Le châtiment d’une histoire jamais réparée
Résumé de l'éditeur :
Mon avis :
J’ai toutefois buté assez tôt sur un point : que les deux agents afro-américains du MBI (Mississippi Bureau of Investigation) — clin d’œil évident aux Men in Black —, chargés de l’enquête, semblent ignorer l’histoire de Money et le meurtre d’Emmett Till m’a paru peu crédible. Ce détail m’a sortie un instant du récit. Mais très vite, j’ai compris que le réalisme n’était pas l’enjeu principal du roman. Everett manie habilement l’absurde, l’excès, et même l’invraisemblance, pour mieux mettre en lumière l’effacement de la mémoire et le déni institutionnel.
Ce qui m’a séduite, c’est le ton du livre. Jamais pesant, malgré un sujet lourd, Châtiment avance avec un humour grinçant et une ironie mordante. Les clins d’œil sont nombreux, les noms des personnages souvent cocasses, et certains passages sont franchement drôles — entre autres celui évoquant un président à la chevelure reconnaissable entre mille, jamais nommé, mais immédiatement identifiable. On frôle parfois la caricature, presque la satire pure, et cela fonctionne.
La lecture est addictive. L’intrigue m’a happée, portée par un rythme soutenu et un crescendo d’action très efficace. Je me suis surprise à tourner les pages sans voir le temps passer. Plus l’histoire avance, plus elle devient déjantée, assumant pleinement sa dimension grotesque. Et pourtant, derrière cette folie apparente, il y a une véritable enquête, construite avec sérieux, qui tient en haleine.

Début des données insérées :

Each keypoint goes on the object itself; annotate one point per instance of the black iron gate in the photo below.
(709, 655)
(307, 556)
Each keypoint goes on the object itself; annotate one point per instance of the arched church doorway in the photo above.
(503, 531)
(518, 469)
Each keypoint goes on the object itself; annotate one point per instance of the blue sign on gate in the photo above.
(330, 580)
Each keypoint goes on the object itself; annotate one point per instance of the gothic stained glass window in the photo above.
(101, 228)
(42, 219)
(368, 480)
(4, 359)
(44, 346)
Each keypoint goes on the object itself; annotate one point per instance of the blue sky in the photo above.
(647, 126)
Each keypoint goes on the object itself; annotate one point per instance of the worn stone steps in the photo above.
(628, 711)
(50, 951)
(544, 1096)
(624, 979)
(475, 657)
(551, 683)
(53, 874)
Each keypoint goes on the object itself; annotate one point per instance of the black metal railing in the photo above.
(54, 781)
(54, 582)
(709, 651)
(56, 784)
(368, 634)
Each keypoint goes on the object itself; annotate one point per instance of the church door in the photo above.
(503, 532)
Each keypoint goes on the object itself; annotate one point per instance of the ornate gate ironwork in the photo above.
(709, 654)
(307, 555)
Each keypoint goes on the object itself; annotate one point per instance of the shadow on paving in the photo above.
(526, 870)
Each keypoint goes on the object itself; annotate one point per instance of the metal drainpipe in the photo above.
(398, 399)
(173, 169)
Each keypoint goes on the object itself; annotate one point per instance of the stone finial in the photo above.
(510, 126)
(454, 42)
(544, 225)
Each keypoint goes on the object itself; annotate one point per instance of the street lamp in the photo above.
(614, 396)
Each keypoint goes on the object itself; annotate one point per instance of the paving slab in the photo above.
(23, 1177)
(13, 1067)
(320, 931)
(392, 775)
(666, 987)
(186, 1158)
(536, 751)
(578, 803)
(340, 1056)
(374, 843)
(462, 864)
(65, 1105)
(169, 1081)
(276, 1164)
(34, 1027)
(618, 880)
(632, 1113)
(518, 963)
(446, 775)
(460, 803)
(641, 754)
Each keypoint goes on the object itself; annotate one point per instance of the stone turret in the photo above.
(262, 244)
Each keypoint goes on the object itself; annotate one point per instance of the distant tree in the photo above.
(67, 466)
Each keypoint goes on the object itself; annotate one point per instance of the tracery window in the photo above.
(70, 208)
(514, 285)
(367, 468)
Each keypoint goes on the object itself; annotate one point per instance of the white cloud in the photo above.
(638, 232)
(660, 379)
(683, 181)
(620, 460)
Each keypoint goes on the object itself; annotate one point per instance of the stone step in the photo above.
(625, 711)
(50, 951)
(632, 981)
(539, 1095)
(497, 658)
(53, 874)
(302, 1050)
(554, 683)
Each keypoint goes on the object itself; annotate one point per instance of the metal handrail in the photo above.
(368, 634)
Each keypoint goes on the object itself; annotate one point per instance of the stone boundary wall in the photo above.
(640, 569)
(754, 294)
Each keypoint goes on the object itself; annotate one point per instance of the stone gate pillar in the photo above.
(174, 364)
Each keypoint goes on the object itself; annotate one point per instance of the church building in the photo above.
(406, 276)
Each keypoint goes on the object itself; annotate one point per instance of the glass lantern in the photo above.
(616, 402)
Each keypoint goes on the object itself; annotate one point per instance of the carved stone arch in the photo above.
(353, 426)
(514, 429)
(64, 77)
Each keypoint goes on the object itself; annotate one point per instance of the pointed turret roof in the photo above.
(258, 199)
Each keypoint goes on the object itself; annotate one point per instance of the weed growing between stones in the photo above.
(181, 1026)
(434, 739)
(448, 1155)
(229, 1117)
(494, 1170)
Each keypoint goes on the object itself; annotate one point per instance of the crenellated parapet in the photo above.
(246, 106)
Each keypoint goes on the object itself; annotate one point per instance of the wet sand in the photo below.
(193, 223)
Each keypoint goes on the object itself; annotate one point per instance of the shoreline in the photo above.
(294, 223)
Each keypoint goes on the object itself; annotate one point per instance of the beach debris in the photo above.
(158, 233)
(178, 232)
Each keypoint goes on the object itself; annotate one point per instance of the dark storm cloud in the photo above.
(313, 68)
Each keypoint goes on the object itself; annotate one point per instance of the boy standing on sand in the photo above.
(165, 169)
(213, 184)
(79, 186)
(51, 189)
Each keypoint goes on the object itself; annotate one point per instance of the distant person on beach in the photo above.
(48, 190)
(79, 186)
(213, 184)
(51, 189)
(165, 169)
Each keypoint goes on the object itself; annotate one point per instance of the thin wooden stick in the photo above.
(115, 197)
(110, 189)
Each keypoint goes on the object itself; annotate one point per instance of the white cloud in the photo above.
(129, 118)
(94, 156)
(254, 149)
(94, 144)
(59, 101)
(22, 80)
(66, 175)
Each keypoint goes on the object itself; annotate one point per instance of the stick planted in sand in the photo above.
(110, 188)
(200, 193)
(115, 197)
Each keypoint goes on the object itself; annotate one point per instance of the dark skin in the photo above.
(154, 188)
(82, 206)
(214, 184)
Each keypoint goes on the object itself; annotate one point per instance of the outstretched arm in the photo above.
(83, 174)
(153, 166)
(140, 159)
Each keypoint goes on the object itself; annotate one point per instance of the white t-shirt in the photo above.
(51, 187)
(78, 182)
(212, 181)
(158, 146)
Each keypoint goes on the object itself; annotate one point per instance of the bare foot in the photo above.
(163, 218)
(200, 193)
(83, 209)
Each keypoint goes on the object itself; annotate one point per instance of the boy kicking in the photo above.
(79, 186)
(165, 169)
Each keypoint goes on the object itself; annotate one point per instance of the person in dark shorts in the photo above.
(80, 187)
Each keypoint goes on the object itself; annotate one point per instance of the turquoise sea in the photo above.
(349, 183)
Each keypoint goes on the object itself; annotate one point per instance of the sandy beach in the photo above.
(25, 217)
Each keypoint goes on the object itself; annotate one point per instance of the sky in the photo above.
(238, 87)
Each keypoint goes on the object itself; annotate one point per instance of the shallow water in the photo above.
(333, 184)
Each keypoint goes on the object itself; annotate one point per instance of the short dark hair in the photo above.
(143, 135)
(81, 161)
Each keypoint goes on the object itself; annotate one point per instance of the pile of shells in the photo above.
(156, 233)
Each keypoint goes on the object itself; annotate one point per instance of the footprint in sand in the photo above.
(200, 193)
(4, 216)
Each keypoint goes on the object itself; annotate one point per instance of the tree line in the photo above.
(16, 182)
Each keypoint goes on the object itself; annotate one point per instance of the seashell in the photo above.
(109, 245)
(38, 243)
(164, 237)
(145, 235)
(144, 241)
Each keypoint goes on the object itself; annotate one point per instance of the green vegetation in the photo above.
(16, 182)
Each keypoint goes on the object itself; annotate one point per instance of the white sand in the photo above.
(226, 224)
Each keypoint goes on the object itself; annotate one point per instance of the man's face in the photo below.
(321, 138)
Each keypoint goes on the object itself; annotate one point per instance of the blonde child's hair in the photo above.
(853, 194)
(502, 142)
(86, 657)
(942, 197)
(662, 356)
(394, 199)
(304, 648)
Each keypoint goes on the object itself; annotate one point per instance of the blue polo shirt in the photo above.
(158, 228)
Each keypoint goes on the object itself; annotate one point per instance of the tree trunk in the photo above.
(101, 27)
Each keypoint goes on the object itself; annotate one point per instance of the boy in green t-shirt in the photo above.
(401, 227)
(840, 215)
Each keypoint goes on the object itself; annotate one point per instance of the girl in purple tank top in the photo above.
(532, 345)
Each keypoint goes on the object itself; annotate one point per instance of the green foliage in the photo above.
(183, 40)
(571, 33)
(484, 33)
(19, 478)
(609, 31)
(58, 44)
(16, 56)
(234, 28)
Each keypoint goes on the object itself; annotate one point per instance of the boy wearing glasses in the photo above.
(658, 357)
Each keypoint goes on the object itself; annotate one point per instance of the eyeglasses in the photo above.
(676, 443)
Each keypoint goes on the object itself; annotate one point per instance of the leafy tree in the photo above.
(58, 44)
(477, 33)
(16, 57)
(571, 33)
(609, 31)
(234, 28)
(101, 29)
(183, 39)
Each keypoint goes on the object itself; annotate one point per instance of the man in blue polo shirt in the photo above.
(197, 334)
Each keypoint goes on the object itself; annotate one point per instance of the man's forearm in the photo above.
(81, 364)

J’ai aussi apprécié que le roman ne se contente pas d’être une farce macabre. Il pose une question essentielle : que fait-on d’un passé qui n’a jamais été réparé ? Chez Everett, l’histoire ne se tait pas, elle revient, elle s’incarne, elle réclame son dû. Le châtiment, ici, semble moins relever de la justice humaine que d’une vengeance historique inévitable.
En revanche, je suis restée dubitative devant la fin. Elle ne répond pas à toutes les interrogations, loin de là. Ce choix m’a un peu frustrée, même si je reconnais qu’il est cohérent avec l’esprit du roman. Everett ne cherche pas à rassurer son/sa lecteurice ni à lui offrir une conclusion nette. Il laisse volontairement des zones d’ombre, comme pour rappeler que certaines histoires ne connaissent pas de véritable résolution.
Châtiment est une lecture aussi jubilatoire que dérangeante. Un roman audacieux, drôle, cruel, qui bouscule, mais dont on ne fait qu’une bouchée.